Matter of Ramon ZZ. v Amanda YY.
2020 NY Slip Op 07955 [189 AD3d 1906]
December 24, 2020
Appellate Division, Third Department
Published by New York State Law Reporting Bureau pursuant to Judiciary Law § 431.
As corrected through Wednesday, February 3, 2021


[*1]
 In the Matter of Ramon ZZ., Appellant,
v
Amanda YY., Respondent.

Ramon ZZ., Johnson City, appellant pro se.

Donna C. Chin, New York City, attorney for the child.

Lynch, J.P. Appeal from an order of the Family Court of Broome County (Connerton, J.), entered January 8, 2019, which, among other things, dismissed petitioner's application, in a proceeding pursuant to Family Ct Act article 6, to hold respondent in violation of a prior order of visitation.

The facts underlying this matter are more fully set forth in a related appeal before this Court (Matter of Ramon ZZ. v Amanda YY., 189 AD3d 1913 [2020] [decided herewith]). Petitioner (hereinafter the father) and respondent (hereinafter the mother) are the unmarried parents of a child (born in 2013). A July 2017 Family Court order granted the mother sole legal custody and placement of the child, with "reasonable parenting time" to the father. In June 2018, Family Court issued an order granting the father's request for a Father's Day visit from 2:00 p.m. to 6:00 p.m. at a park or other public place, while declining his request to have the visit at his residence. After the visit failed to take place as scheduled, the father filed a violation petition against the mother alleging that she had willfully violated the terms of the June 2018 order. Following a fact-finding hearing, Family Court, as relevant here, dismissed the father's violation petition, finding that no willful violation had occurred. The father appeals.

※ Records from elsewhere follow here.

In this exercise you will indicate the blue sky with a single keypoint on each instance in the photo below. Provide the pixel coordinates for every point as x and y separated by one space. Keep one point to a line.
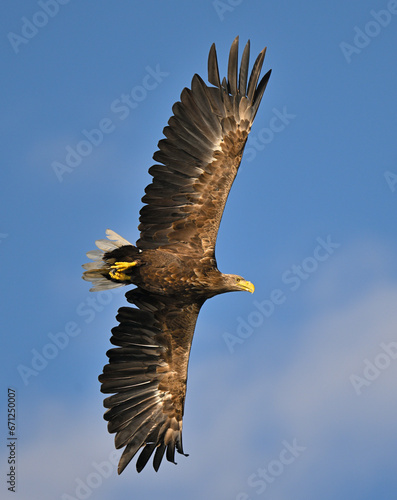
291 390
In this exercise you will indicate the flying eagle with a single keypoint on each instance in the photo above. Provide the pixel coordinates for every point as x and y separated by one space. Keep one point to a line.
173 265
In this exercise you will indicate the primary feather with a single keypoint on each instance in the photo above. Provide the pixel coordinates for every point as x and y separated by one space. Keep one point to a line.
173 263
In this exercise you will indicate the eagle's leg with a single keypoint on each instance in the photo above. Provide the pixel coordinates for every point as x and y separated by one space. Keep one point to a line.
118 268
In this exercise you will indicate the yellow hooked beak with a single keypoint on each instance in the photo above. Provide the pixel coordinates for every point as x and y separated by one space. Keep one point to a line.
247 286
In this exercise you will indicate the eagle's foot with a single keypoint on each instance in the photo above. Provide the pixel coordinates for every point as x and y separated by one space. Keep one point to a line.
123 266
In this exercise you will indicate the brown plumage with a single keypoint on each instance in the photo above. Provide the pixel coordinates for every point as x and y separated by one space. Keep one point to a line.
173 263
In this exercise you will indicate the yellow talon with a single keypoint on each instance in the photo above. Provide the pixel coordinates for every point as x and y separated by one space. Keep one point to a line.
123 266
119 276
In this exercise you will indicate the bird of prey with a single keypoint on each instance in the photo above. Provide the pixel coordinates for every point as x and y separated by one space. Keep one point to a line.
173 265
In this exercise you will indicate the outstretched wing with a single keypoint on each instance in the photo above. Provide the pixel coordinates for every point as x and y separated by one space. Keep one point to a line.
200 156
147 374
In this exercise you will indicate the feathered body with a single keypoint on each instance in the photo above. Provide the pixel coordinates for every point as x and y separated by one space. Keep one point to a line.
173 265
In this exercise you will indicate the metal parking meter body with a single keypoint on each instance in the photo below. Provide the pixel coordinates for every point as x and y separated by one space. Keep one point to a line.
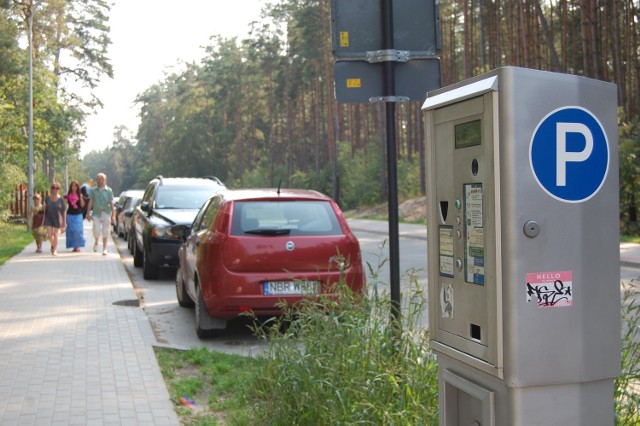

Contrary to the father's contention, Family Court did not err in dismissing his violation petition. To prevail on his petition, the father was required to demonstrate, by clear and convincing evidence, "that there was a lawful court order in effect that clearly expressed an unequivocal mandate, that [the mother] had actual knowledge of its terms, and that . . . her actions or failure to act defeated, impaired, impeded or prejudiced [his rights]" (Matter of Bonnie AA. v Kiya DD., 186 AD3d 1784, 1788 [2020] [internal quotation marks and citations omitted], lv dismissed and denied 36 NY3d 933 [2020]; see Matter of Constantine v Hopkins, 101 AD3d 1190, 1191 [2012]). The father was also required to prove that the mother's alleged violation of the order was willful (see Matter of Jemar H. v Nevada I., 182 AD3d 805, 808 [2020]; Matter of Eliza JJ. v Felipe KK., 173 AD3d 1285, 1286 [2019]). Family Court's determination as to whether to hold a party in civil contempt "will not be disturbed absent an abuse of discretion" (Matter of Ryan XX. v Sarah YY., 175 AD3d 1623, 1626 [2019] [internal quotation marks and citations omitted]).

There is no dispute that a lawful court order was in effect and that the mother was aware of its terms. At issue is whether she willfully violated that order. Family Court credited the mother's testimony that, starting at about 11:00 a.m. on Father's Day, she tried to confirm the visit by calling and texting the father several times but received no response. The father conceded that he did not respond and that he failed to inform the mother where the visitation exchange would occur. Instead, he proceeded to [*2]the mother's home shortly after 2:00 p.m. and refused to tell the mother where he intended to take the child, stating that he "could take [the child] even to Canada" if he so chose. When the mother advised that he could not use the car seat unless he responded, the father called the police and the visitation failed. Family Court duly recognized that the mother's questions were reasonable under the circumstances presented, especially given the child's medical needs and the fact that the father did not have an approved residence for visitation purposes. Parental exchanges of a child require common courtesy and cooperation, and it is evident that this visitation was compromised by the father's own uncooperative conduct. We also find no error in Family Court's refusal to admit a copy of the police report from the event, since the father neither laid a proper foundation for the report nor demonstrated the report's relevance (see CPLR 4518 [a]; compare Matter of Sanchez v Rexhepi, 138 AD3d 869, 870 [2016]).

Clark, Mulvey and Colangelo, JJ., concur. Ordered that the order is affirmed, without costs.